Question

help please: find particular solution:

cos^2(y^2)cos(x)dx-2sin(x)ydy=0

y(pi/2)=sqr((pi/2))

Answer 1

To confirm:
\[\cos^2 y^2 . \cos x. dx - 2 \sin x . y . dy = 0\]

Answer 2

is that right?

Answer 3

you there?

Answer 4

Ok ... I see how to solve it. Let me know when you're back.

Answer 5

Im here, is right

Answer 6

Ok, the first thing you want to get rid of are the y^2 terms. So substitute u = y^2 and this will simplfy the equation somewhat. Write down what you get in terms of u and x.

Answer 7

Yes we have the same thing. Now follow the first step I just gave you.

Answer 8

and with 2sinxy?

Answer 9

If u = y^2, then du = 2y dy.

Answer 10

So
cos^2(y^2)cos(x)dx-2sin(x)ydy=0
becomes

cos^2 u . cos x . dx - sin x du = 0

Now you should have no problem in theory solving that equation because it is separable.

Answer 11

ok

Answer 12

nicely done jj.
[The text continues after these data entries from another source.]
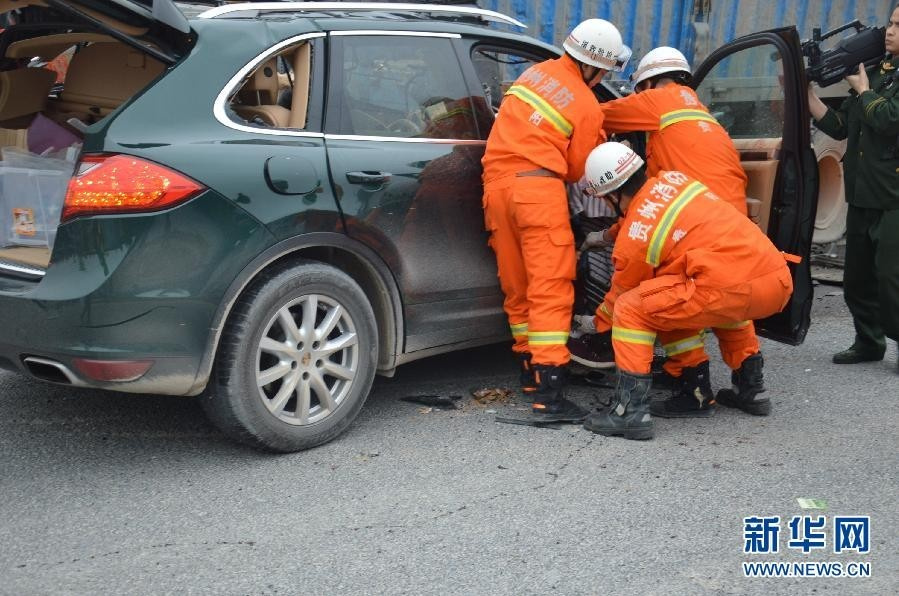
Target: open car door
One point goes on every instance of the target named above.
(756, 87)
(156, 27)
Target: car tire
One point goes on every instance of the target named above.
(296, 359)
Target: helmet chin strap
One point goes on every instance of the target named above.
(616, 203)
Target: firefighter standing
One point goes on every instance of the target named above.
(684, 260)
(869, 119)
(685, 137)
(547, 124)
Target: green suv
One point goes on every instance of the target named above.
(269, 203)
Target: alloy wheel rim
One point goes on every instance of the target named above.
(307, 360)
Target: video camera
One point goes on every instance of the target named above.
(865, 46)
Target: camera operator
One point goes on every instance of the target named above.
(869, 119)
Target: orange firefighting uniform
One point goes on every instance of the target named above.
(685, 260)
(683, 136)
(547, 124)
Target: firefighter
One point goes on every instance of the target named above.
(684, 260)
(547, 124)
(683, 136)
(869, 119)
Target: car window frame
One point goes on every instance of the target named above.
(332, 114)
(473, 44)
(314, 115)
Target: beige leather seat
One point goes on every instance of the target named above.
(23, 93)
(100, 78)
(258, 98)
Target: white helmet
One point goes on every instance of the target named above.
(609, 166)
(659, 61)
(598, 43)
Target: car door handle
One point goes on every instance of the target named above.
(368, 177)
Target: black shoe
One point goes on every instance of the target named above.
(628, 416)
(550, 404)
(692, 398)
(558, 410)
(593, 350)
(856, 354)
(748, 386)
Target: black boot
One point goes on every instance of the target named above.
(858, 353)
(628, 415)
(526, 374)
(691, 398)
(748, 385)
(550, 404)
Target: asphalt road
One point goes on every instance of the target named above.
(105, 493)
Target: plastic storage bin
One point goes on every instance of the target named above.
(31, 202)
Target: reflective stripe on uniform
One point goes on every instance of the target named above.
(633, 336)
(547, 338)
(519, 329)
(684, 115)
(542, 106)
(657, 242)
(737, 325)
(684, 345)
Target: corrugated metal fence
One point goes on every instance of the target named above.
(645, 24)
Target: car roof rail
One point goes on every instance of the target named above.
(432, 10)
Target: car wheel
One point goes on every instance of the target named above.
(296, 359)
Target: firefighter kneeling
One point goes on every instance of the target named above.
(685, 260)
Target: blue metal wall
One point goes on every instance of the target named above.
(645, 24)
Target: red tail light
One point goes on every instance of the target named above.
(124, 184)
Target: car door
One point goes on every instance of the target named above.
(404, 147)
(156, 27)
(755, 87)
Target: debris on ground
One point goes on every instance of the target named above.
(450, 402)
(529, 422)
(492, 395)
(592, 379)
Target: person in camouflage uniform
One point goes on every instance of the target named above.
(869, 119)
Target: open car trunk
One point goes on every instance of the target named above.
(65, 66)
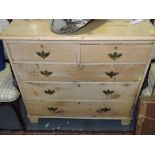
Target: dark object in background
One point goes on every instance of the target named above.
(152, 21)
(146, 117)
(66, 26)
(2, 60)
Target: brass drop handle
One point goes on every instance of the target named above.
(103, 110)
(108, 92)
(52, 108)
(46, 73)
(111, 73)
(114, 55)
(43, 54)
(50, 92)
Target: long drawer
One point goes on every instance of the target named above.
(78, 109)
(43, 52)
(116, 53)
(80, 91)
(57, 72)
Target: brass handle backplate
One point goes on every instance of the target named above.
(108, 92)
(103, 110)
(111, 73)
(50, 92)
(115, 55)
(46, 73)
(43, 54)
(52, 108)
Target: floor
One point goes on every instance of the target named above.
(9, 121)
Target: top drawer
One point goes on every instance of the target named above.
(43, 52)
(116, 53)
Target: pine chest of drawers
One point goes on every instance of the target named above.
(95, 73)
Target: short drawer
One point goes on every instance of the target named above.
(80, 91)
(57, 72)
(116, 53)
(78, 109)
(43, 52)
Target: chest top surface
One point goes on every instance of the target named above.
(96, 30)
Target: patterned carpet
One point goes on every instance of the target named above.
(9, 121)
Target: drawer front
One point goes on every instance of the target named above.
(80, 91)
(43, 52)
(116, 53)
(78, 109)
(111, 72)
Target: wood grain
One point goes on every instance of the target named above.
(79, 91)
(57, 52)
(77, 109)
(70, 72)
(129, 53)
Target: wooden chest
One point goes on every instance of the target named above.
(95, 73)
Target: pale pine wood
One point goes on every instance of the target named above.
(97, 30)
(80, 91)
(72, 63)
(57, 52)
(68, 72)
(130, 53)
(78, 109)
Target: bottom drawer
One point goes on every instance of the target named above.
(77, 109)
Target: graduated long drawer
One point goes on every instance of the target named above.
(43, 52)
(116, 53)
(110, 72)
(78, 109)
(80, 91)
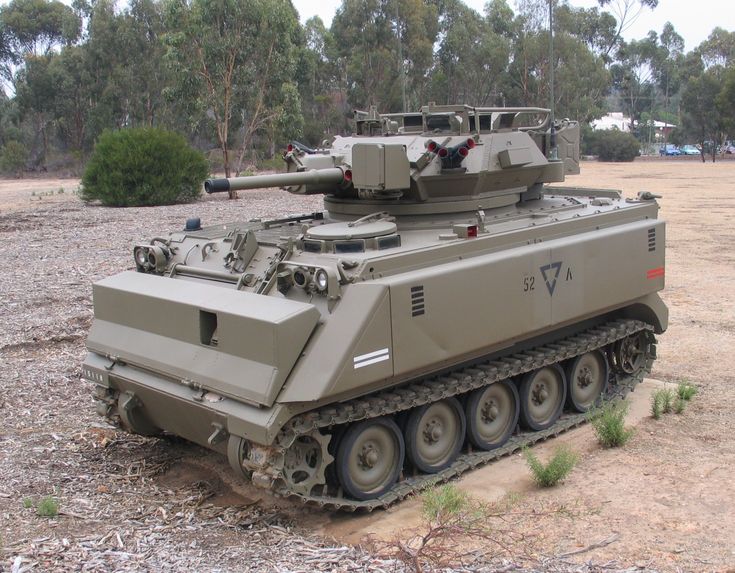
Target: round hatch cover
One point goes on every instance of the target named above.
(342, 231)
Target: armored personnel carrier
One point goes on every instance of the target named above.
(446, 308)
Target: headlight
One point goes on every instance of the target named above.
(301, 277)
(157, 258)
(140, 254)
(321, 280)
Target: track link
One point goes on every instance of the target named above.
(454, 384)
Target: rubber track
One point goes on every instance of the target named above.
(453, 384)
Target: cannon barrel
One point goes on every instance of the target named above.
(333, 175)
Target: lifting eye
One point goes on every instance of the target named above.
(321, 280)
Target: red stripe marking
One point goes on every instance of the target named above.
(655, 273)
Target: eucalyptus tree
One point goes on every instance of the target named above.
(230, 60)
(472, 59)
(386, 49)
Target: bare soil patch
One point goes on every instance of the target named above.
(128, 503)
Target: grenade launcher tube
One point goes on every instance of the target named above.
(333, 175)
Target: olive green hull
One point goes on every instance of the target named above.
(459, 303)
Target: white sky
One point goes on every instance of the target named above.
(692, 19)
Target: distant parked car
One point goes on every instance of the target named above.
(669, 149)
(689, 150)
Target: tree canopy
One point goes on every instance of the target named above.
(239, 78)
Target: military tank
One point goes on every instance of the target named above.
(446, 308)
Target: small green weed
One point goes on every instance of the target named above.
(609, 424)
(679, 405)
(47, 507)
(686, 391)
(662, 402)
(440, 503)
(555, 470)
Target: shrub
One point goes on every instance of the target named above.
(48, 507)
(13, 157)
(555, 470)
(686, 391)
(679, 405)
(609, 424)
(440, 503)
(141, 167)
(656, 406)
(612, 145)
(662, 402)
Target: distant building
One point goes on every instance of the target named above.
(614, 120)
(617, 120)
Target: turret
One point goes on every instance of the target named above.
(445, 159)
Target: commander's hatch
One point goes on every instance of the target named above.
(380, 167)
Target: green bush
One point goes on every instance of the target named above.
(141, 167)
(609, 424)
(439, 503)
(13, 157)
(611, 145)
(555, 470)
(686, 391)
(662, 402)
(679, 405)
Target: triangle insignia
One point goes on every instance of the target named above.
(550, 273)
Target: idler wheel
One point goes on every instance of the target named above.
(587, 378)
(434, 435)
(542, 394)
(630, 353)
(237, 451)
(369, 458)
(133, 415)
(492, 415)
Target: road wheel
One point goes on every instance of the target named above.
(630, 353)
(492, 415)
(542, 394)
(434, 435)
(369, 458)
(587, 379)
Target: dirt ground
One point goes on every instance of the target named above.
(665, 502)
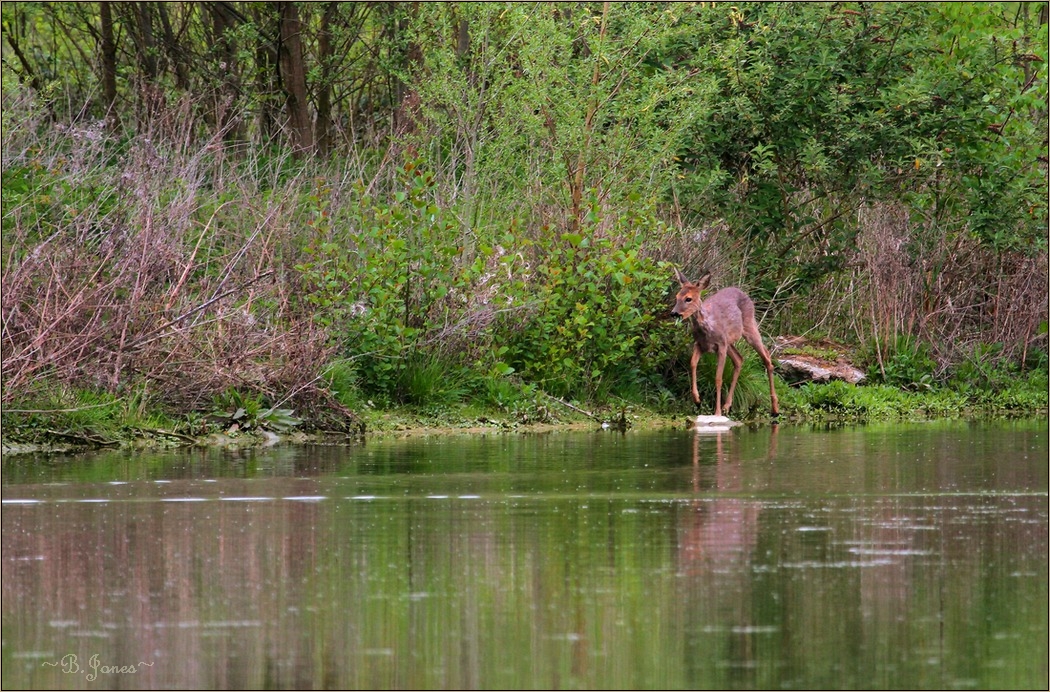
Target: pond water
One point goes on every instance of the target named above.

Medal for you.

Answer 13

cos^2u/du=sinx/cosx ·dx

Answer 14

doesn't look right.

Answer 15

How I do separate rightly?

Answer 16

cos^2 u . cos x . dx - sin x du = 0
=> cos^2 u . cos x . dx = sin x du
=> cos x/sin x . dx = sec^2 u du

Answer 17

ok, them integrate?

Answer 18

yes

Answer 19

log(sin(X)) =tan(u) du ?

Answer 20

log(sin(X)) =tan(u) du ?

Answer 21

ln(sin x) = tan u + C, yes

Answer 22

Well, first I'd solve for y(x) and then find the particular solution.

Answer 23

and now to find the particular solution ?

Answer 24

undo the u and replace the value, right?

Answer 25

solve for y, yes

Answer 26

thank u very much 4 your help!